Structures

The Structure class is the fundamental class in our modules, and will probably be used in all of the code you write. Structure objects can be single molecules or groups of molecules. They provide access to atoms, bonds, properties, and a number of substructure elements.

Like any other python object, Structure objects can be stored in arrays or dictionaries, assigned to variables, and passed between functions. (However, they cannot be pickled because they wrap an underlying C library.)

In principle, Structure objects can be created programmatically, by creating a zero-atom structure, adding the desired atoms and connecting them with bonds. However, this usage pattern is atypical. In most cases a structure will be loaded from a file or retrieved from the Maestro Workspace or the Maestro Project Table.

Most Schrödinger calculations will produce a Maestro-format output file (with either a mae or maegz file extension). Creating a Structure object from one of these files will allow you to investigate the properties and structure of the resulting molecule or molecules.

Structure Class Organization

Structure objects expose many attributes as iterators, including atoms, bonds, and substructure elements. Structures, atoms, and bonds each have general dictionary-like property attributes that can store properties associated with the specific object.

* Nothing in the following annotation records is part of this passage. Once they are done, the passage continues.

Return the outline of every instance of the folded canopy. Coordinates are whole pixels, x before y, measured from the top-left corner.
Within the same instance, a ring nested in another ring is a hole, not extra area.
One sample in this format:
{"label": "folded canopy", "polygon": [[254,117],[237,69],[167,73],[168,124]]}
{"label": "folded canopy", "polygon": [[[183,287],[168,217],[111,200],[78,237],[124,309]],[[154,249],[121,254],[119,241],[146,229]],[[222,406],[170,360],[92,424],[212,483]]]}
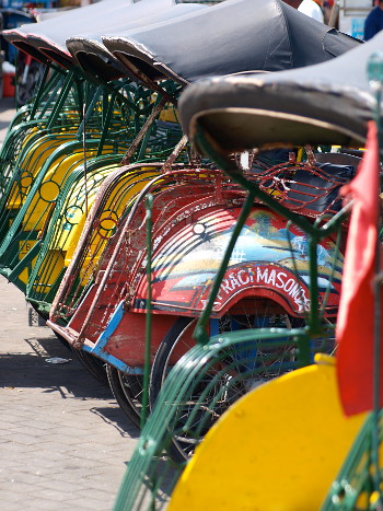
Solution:
{"label": "folded canopy", "polygon": [[156,12],[150,12],[143,18],[119,21],[115,26],[103,28],[98,33],[89,32],[67,39],[67,48],[71,53],[74,62],[85,72],[92,73],[103,80],[116,80],[126,74],[126,67],[115,58],[103,45],[102,36],[106,33],[137,31],[142,26],[159,24],[174,20],[175,18],[186,16],[196,11],[207,9],[202,3],[177,3],[170,5],[169,9],[160,9]]}
{"label": "folded canopy", "polygon": [[179,100],[184,130],[204,126],[221,149],[270,144],[360,146],[374,115],[367,69],[383,33],[317,66],[276,74],[212,78]]}
{"label": "folded canopy", "polygon": [[126,67],[179,83],[243,71],[280,71],[332,59],[358,43],[280,0],[228,0],[136,33],[105,35]]}
{"label": "folded canopy", "polygon": [[112,30],[174,5],[174,0],[103,0],[74,9],[59,18],[33,25],[22,25],[3,32],[5,39],[43,62],[55,60],[63,67],[72,66],[72,56],[66,40],[78,34]]}

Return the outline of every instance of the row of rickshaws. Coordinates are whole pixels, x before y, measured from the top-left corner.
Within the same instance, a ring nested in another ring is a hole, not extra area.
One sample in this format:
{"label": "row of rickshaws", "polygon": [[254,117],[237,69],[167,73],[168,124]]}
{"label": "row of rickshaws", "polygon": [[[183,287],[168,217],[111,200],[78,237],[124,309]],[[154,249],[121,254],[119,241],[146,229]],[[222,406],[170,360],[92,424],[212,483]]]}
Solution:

See the API documentation for more details on the properties and methods of the Structure class.

Atoms and Bonds

All Structure objects have a list-like atom attribute that can be used to iterate over all atoms or to access them by index. For example:

Note

In this example and those below, we use st as the standard variable name for a Structure object.

# Print the names and atomic numbers of all the atoms in the structure
for atom in st.atom:
    print("{name}: {num}".format(name=atom.name, num=atom.atomic_number))

# Print the name and atomic number of the first atom in the structure.
# Indexing starts at 1.
print("{name}: {num}".format(name=st.atom[1].name, num=st.atom[1].atomic_number))

Each atom is represented by a _StructureAtom class. This class is “private” (i.e. named with a leading underscore) because you won’t be creating it directly. It isn’t possible for a _StructureAtom object to exist independently of a Structure object, and so they can only be accessed from an existing Structure object.

Some attributes (actually Python properties) of the _StructureAtom objects include name, atomic_number, formal_charge, and the Cartesian coordinates in x, y, and z. See the _StructureAtom properties for a full list.

Each atom also has a list-like bond attribute:

for atom in st.atom:
    print("atom {} is bonded to:".format(atom.index))
    for bond in atom.bond:
        print("  atom {}".format(bond.atom2.index))

Bonds are represented by the _StructureBond class. Important attributes of the bond class include order, atom1, and atom2. See the _StructureBond properties for full documentation.

Bonds within the structure are also accessible from a list-like attribute of a Structure object called bond. This access is useful for cases where you want to iterate over all bonds in a structure exactly once.

# It's possible to iterate over all bonds in a structure:
for bond in st.bond:
    print("Bonded atoms: {index1} and {index2}".format(
        index1=bond.atom1.index, index2=bond.atom2.index))

Properties

Structures, atoms, and bonds each have the ability to store properties in a dictionary-like attribute named property.

The property names in this property object must follow a pattern that is required for storage in Maestro-format files. The required naming scheme is type_author_property_name, where type is a data type prefix, author is a source specification, and property_name is the actual name of the data. The type prefix must be b for boolean, i for integer, r for real, and s for string. The source specification is typically a Schrödinger program abbreviation (e.g. m for Maestro and j for Jaguar) and the appropriate user-level source specification is user. (In Maestro-format files, the Structure object property names correspond to the properties listed under the f_m_ct { line.)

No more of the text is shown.